In March 2021, Australia introduced its News Media Bargaining Code – a world-first piece of legislation that sought to ensure that “news media businesses are fairly remunerated for the content they generate, helping to sustain public interest journalism in Australia.”

The competition regulator, the Australian Competition and Consumer Commission (ACCC), had proposed the code in the face of news companies’ ever dwindling revenues.

Today, similar codes are being discussed or introduced around the world, including in other MFC member countries – most recently in Canada. Meanwhile Indonesia is drafting a code, the EU adopted a copyright law in 2019 forcing platforms to pay for news content, and there have been legislative talks, official discussions and campaigns for codes in Brazil, India, South Africa and California.

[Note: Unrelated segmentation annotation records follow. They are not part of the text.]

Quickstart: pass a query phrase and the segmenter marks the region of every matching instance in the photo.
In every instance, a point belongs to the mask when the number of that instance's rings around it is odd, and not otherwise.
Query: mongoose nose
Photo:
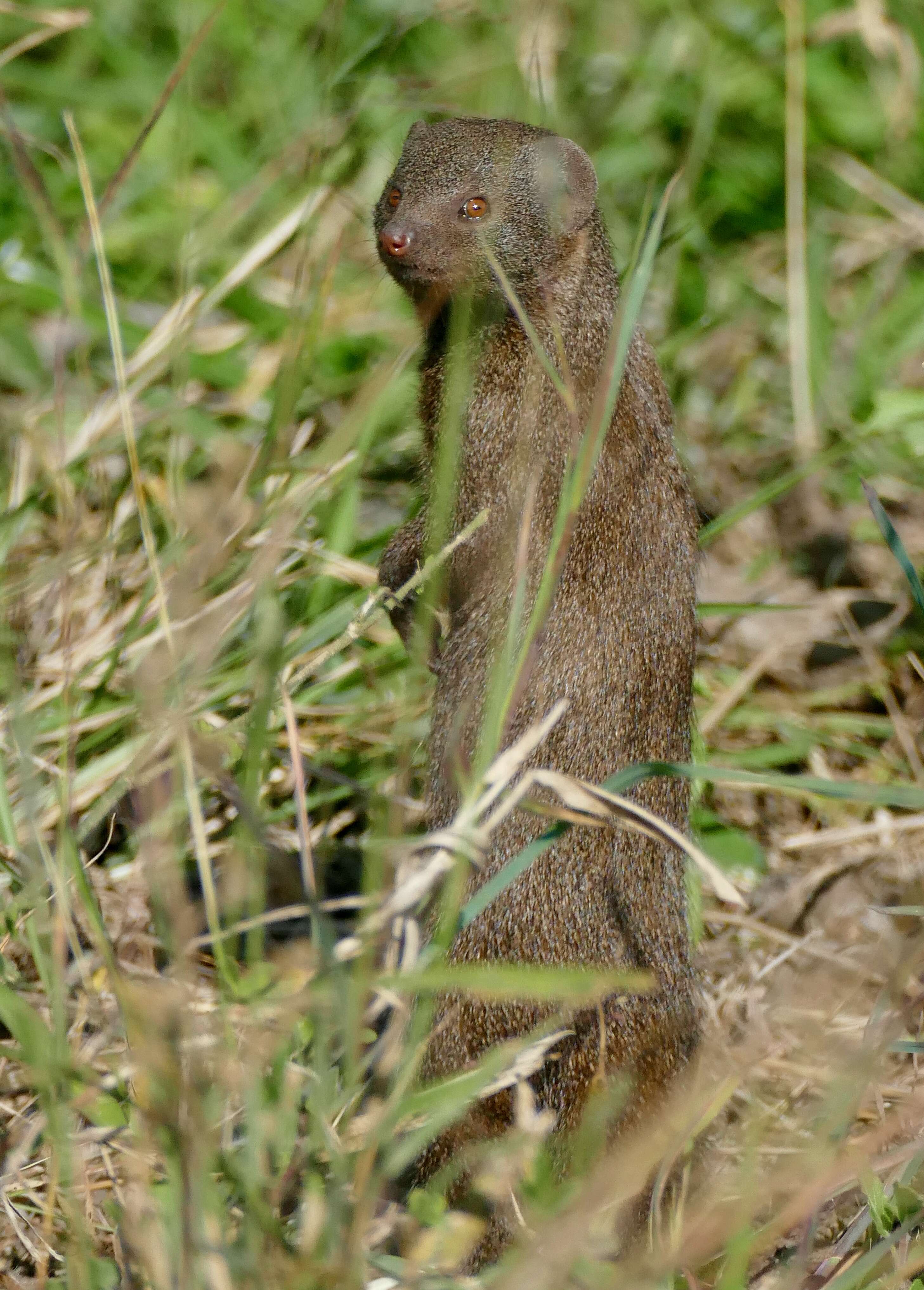
[[[378,237],[386,255],[407,255],[412,236],[407,228],[383,228]]]

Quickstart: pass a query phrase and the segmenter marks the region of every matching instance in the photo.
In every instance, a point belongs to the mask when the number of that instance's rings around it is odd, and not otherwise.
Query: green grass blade
[[[911,557],[905,550],[905,543],[898,537],[896,526],[892,520],[885,513],[885,507],[879,501],[879,494],[871,484],[866,480],[859,481],[863,485],[863,493],[866,493],[866,501],[870,503],[870,510],[872,516],[879,525],[879,531],[883,534],[889,544],[889,551],[896,557],[898,564],[902,566],[902,573],[907,578],[909,587],[911,588],[911,595],[914,596],[915,604],[924,614],[924,587],[921,587],[921,580],[918,577],[918,570],[911,564]]]

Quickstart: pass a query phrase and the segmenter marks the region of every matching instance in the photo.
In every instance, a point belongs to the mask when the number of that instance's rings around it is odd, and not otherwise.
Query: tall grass
[[[859,482],[920,562],[919,8],[0,10],[4,1275],[459,1285],[480,1220],[401,1179],[511,1086],[516,1126],[476,1180],[488,1201],[514,1193],[523,1232],[484,1284],[733,1287],[776,1258],[795,1286],[822,1255],[813,1285],[910,1282],[918,946],[883,934],[863,957],[800,920],[874,835],[879,902],[898,899],[876,916],[914,930],[921,908],[918,826],[896,810],[924,809],[905,659],[924,619]],[[621,1090],[601,1089],[567,1178],[528,1077],[574,1007],[644,982],[462,979],[422,946],[427,899],[453,909],[525,791],[527,751],[493,747],[453,828],[421,836],[430,679],[374,591],[417,503],[417,329],[368,212],[408,125],[445,111],[586,146],[621,266],[680,172],[627,316],[658,344],[706,573],[738,609],[703,606],[697,762],[635,774],[690,775],[706,872],[747,891],[769,863],[795,902],[791,918],[769,898],[723,907],[692,867],[712,1018],[699,1080],[617,1155],[599,1126]],[[578,462],[563,541],[586,475]],[[817,552],[785,504],[808,476],[866,593],[826,590],[832,562],[817,588],[804,577]],[[432,586],[445,555],[405,590]],[[865,632],[836,682],[781,671],[787,649],[847,641],[830,606],[862,595],[894,606],[889,635]],[[803,617],[761,614],[773,597]],[[512,694],[528,659],[510,663]],[[565,792],[542,845],[591,827],[590,799]],[[625,818],[598,793],[610,810]],[[430,1001],[453,984],[557,1013],[421,1087]],[[796,1017],[800,989],[816,1010]],[[748,1060],[739,1035],[760,1026],[776,1046]],[[665,1198],[650,1245],[616,1260],[613,1215],[649,1176]]]

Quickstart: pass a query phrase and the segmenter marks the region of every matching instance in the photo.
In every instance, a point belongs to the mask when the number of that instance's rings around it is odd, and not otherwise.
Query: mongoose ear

The struggle to remain financially viable is one of the key media freedom challenges across the world. So now is a good time to ask – what has been learned from the Australian experience? And has the code provided benefits to news organisations there – including small publishers, whose business models are especially vulnerable to the migration of audiences to digital?

“Bedrock to remain sustainable”

According to a review of the first year of the code, commissioned by the Australian government, the impact so far has been positive. The final report of the Australian Treasury’s statutory review into the News Media Bargaining Code, released by the Albanese government in December 2022, said that “it is reasonable to conclude that the Code has been a success to date.”

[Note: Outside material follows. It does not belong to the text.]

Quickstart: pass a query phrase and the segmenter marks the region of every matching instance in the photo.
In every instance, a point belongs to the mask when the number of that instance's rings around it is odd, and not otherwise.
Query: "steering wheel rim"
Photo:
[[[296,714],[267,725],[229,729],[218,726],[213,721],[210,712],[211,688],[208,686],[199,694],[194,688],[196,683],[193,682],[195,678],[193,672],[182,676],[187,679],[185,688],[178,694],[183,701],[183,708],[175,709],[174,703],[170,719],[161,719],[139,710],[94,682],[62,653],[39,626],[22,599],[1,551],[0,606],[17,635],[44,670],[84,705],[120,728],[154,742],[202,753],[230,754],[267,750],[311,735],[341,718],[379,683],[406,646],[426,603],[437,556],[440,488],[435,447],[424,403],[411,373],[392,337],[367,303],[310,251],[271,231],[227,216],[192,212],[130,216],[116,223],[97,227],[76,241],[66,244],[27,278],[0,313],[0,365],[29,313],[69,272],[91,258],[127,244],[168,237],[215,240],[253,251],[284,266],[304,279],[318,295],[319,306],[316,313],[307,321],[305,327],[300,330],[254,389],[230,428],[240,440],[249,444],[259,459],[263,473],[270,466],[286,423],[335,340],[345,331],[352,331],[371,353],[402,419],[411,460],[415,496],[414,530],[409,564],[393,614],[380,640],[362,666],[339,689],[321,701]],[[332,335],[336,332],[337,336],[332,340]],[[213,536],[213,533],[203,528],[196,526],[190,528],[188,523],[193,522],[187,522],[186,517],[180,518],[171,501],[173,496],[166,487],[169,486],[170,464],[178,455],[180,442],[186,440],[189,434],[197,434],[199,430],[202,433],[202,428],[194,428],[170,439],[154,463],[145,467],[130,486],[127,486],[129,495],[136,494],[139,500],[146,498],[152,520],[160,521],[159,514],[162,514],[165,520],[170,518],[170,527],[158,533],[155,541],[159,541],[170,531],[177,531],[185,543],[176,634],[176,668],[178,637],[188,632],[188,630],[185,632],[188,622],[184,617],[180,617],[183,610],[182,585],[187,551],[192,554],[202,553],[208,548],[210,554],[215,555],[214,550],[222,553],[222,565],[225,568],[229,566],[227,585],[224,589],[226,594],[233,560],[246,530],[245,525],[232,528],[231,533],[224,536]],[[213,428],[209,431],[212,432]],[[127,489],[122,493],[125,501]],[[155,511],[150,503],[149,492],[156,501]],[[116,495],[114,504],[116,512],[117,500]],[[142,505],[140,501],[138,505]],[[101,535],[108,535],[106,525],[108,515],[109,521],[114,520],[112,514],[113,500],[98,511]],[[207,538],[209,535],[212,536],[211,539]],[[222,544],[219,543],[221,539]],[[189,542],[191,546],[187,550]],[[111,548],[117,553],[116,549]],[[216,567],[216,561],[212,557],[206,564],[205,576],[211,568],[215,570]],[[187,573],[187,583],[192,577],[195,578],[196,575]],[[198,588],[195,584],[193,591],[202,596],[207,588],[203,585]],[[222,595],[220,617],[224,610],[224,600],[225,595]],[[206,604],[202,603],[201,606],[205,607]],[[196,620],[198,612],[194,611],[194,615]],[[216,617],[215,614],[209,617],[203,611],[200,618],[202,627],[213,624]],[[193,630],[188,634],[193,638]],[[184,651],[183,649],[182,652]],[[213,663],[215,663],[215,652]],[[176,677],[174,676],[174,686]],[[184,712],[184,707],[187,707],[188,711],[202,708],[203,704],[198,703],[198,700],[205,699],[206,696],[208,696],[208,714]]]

The report recognized that some news businesses had not secured deals with Meta and/or Google; however, it also said that “over 30 commercial agreements had been struck, agreements that were highly unlikely to have been made without the Code. On the evidence available to the review, at least some of these agreements have enabled news businesses to, in particular, employ additional journalists and make other valuable investments to assist their operations.”

Chris Gogos is the Director and Publisher of Neos Kosmos, a leading Greek community newspaper and website with 85,000 print and 350,000 online monthly readers. He says the code “is a benefit to us no doubt.”

He says that while “the sustainability of hiring, maintaining and even growing our journalist pool is still very uncertain, the deal does provide us with a small buffer”. The firm has not made any redundancies in the past year and has been able to begin expanding its user payment model.

“It’s definitely helping us create the bedrock to remain sustainable,” Mr Gogos says.